Ransomware criminals turn to virus technique to spread infection

16.12.2014
The criminals responsible for a recently-discovered piece of ransomware called VirRansom have raided the dirty tricks locker and pulled out a technique experts assumed was extinct - old-fashioned virus-like replication.

Security firm Sophos doesn't say precisely when and where it discovered VirRansom, but as ransomware goes it is an unexpected experiment in old-world techniques.

Outwardly, it works rather like any other ransomware, encrypting a wide range of data files and throwing up a warning screen claiming piracy and demanding a payment of around 0.6 Bitcoins ($210).

Bizarrely, the encryption key is held on the victim's PC so retrieving the scrambled files is easy as long as the user can wield an anti-virus program that knows where to look for it.

The clever bit is that VirRansom appends or copies itself inside every file it can find locally or on the network, including executables and as data files without that being obvious to the end user. Even the icons and filenames appear to be the same.

Anyone who subsequently tries to run or open one of those infected files, possibly sent via email or via an itinerant USB stick, will immediately be infected with the same malware and so the process begins all over again.

It won't necessarily be obvious which file caused the problem either - after a delay when the malware runs itself executables appear to run normally. Data files opened within applications fail to open.

As well as encrypting files using what must be a symmetric key, the malware 'locks' the user's PC as it throws up its ransom demand.

If an uninfected user suspects a data file is infected but badly needs to gain access, they can but only at the expense of running the malware and infecting themselves - bam.

"You can liberate the data in the file, but only by opening the file directly, which runs the malware first: Catch 22," said Sophos researcher Paul Ducklin in his blog on VirRansom-A.

Frankly, if it weren't for the replication trick, VirRansom would just be another piece of not particularly innovative copycat ransomware. But that technique is precisely how all malware used to function back in the great age of the computer virus, an era that one might assume ended at least 15 years ago.

Apparently not. Despite its ransom appearance, VirRansom is a true virus because it is programmed to copy itself over and over as a way of spreading as far as it can.

It's a technique eschewed by malware these days for a variety of reasons, including that it draws attention to itself pretty quickly.

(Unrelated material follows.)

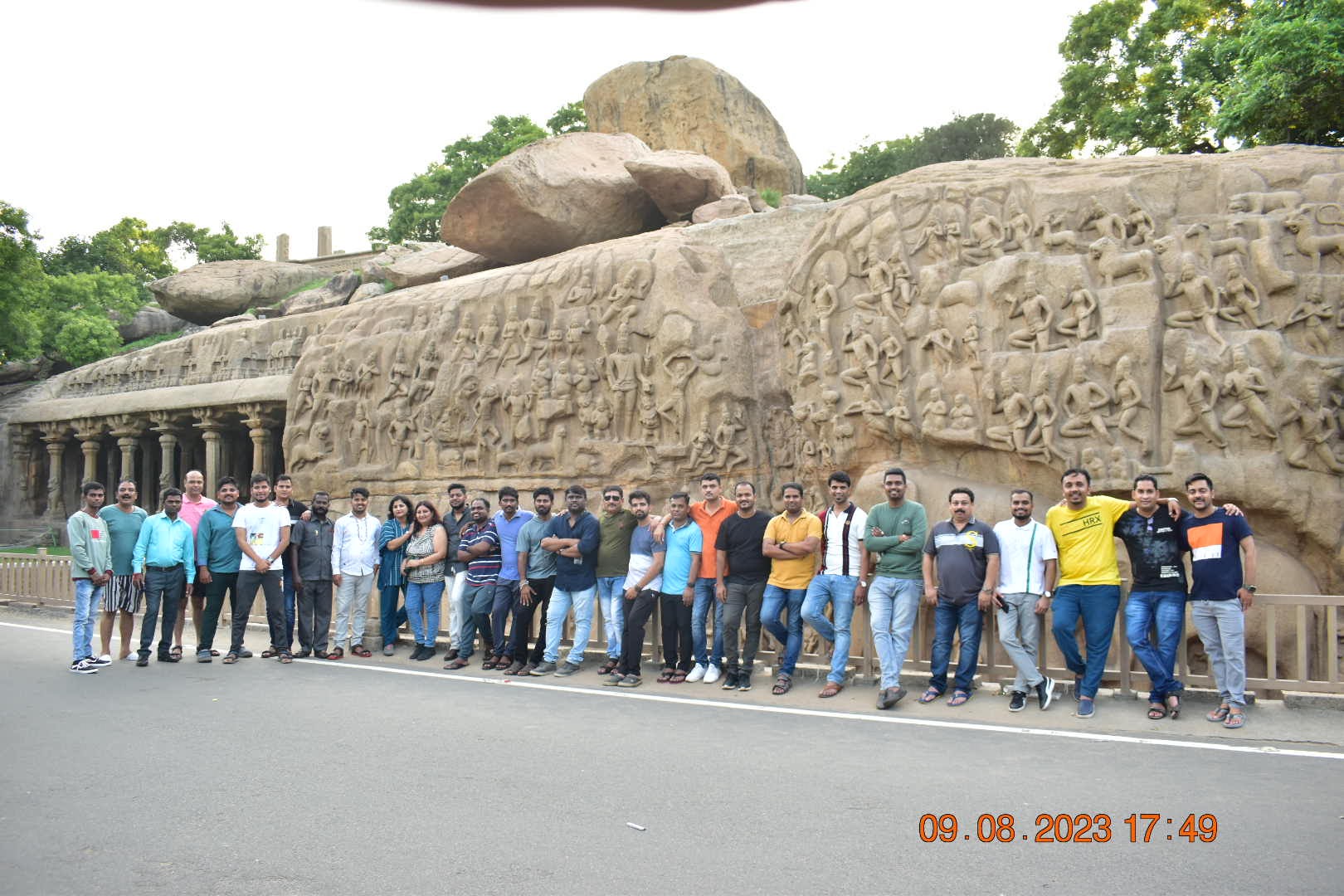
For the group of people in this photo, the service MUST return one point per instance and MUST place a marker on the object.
(503, 566)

It should also be easy to intercept and kill even if the malware in this case loads two processes that attempt to keep each other alive should one be intercepted.

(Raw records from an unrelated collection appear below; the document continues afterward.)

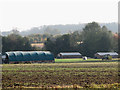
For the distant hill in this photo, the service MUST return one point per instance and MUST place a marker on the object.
(62, 29)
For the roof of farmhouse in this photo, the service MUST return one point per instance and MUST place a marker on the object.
(70, 53)
(105, 53)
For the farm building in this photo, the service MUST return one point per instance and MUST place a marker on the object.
(29, 56)
(69, 55)
(101, 54)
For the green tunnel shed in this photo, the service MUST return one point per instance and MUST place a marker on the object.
(29, 56)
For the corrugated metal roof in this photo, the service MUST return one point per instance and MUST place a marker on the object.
(105, 53)
(70, 53)
(29, 55)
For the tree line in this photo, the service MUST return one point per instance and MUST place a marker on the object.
(93, 38)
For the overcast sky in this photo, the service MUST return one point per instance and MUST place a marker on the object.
(25, 14)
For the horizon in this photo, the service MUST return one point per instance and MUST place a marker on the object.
(25, 14)
(55, 24)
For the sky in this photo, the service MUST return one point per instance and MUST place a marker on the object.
(25, 14)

Functionally speaking, then, behaving like a virus is obsolete even as millions of people still describe malware using the term 'virus'. It's a popular label that has stuck around even as worms and then Trojans took over the heavy lifting of malicious behaviour.

Viruses should be extinct but VirRansom proves it's a tactic that can still be useful. Why might the malware''s authors have revisited this technique despite its many limitations The answer probably has something to do with how easily and silently VirRansom can spread, infecting every file it touches without the user realising.

That could take it far and wide and cause a massive nuisance not to mention part people from part of one Bitcoin. VirRansom isn't sophisticated so much as plain surprising.